Patient4D: Temporally Consistent Patient Body Mesh Recovery from Monocular Operating Room Video
Mingxiao Tu, Hoijoon Jung, Alireza Moghadam, Andre Kyme, Jinman Kim

TL;DR
Patient4D introduces a novel pipeline that leverages stationarity priors and geometric constraints to improve 3D patient body mesh recovery from monocular surgical videos, addressing occlusion and camera movement challenges.
Contribution
The paper presents Patient4D, a new method combining perception models with geometric mechanisms to enhance temporal consistency and robustness in monocular 3D mesh recovery during surgery.
Findings
Achieves 0.75 mean IoU under occlusion, significantly reducing failure frames.
Outperforms existing methods on synthetic and public benchmarks.

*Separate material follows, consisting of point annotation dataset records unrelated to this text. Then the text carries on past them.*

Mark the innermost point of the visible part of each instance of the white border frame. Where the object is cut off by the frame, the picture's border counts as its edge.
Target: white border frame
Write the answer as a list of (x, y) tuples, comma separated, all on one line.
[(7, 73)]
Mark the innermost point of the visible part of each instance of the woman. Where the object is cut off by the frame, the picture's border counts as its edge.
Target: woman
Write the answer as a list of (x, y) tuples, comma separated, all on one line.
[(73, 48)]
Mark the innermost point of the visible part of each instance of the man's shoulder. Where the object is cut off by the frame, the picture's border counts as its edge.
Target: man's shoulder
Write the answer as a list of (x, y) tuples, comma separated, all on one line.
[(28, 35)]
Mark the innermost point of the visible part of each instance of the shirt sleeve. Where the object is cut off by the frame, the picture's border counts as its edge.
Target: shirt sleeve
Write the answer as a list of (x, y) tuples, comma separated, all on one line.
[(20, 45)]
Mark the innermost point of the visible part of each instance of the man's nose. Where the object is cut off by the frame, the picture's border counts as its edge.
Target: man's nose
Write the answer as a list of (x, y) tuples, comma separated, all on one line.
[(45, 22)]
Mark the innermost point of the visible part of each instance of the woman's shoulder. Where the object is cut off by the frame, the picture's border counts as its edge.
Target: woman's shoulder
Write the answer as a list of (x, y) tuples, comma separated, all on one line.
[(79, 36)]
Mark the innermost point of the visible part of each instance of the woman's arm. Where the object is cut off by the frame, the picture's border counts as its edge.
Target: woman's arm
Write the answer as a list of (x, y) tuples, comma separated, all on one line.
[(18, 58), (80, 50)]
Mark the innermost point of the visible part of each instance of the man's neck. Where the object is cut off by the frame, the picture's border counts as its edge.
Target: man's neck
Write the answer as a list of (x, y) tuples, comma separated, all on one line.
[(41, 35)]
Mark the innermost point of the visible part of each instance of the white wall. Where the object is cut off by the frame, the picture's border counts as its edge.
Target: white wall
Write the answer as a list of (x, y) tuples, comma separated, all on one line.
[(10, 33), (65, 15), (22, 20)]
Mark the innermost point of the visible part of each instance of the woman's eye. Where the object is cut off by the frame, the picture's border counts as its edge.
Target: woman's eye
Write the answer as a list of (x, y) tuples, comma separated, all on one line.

Demonstrates effectiveness of stationarity priors in clinical AR scenarios.
Abstract
Recovering a dense 3D body mesh from monocular video remains challenging under occlusion from draping and continuously moving camera viewpoints. This configuration arises in surgical augmented reality (AR), where an anesthetized patient lies under surgical draping while a surgeon's head-mounted camera continuously changes viewpoint. Existing human mesh recovery (HMR) methods are typically trained on upright, moving subjects captured from relatively stable cameras, leading to performance degradation under such conditions. To address this, we present Patient4D, a stationarity-constrained reconstruction pipeline that explicitly exploits the stationarity prior. The pipeline combines image-level foundation models for perception with lightweight geometric mechanisms that enforce temporal consistency across frames. Two key components enable robust reconstruction: Pose Locking, which anchors…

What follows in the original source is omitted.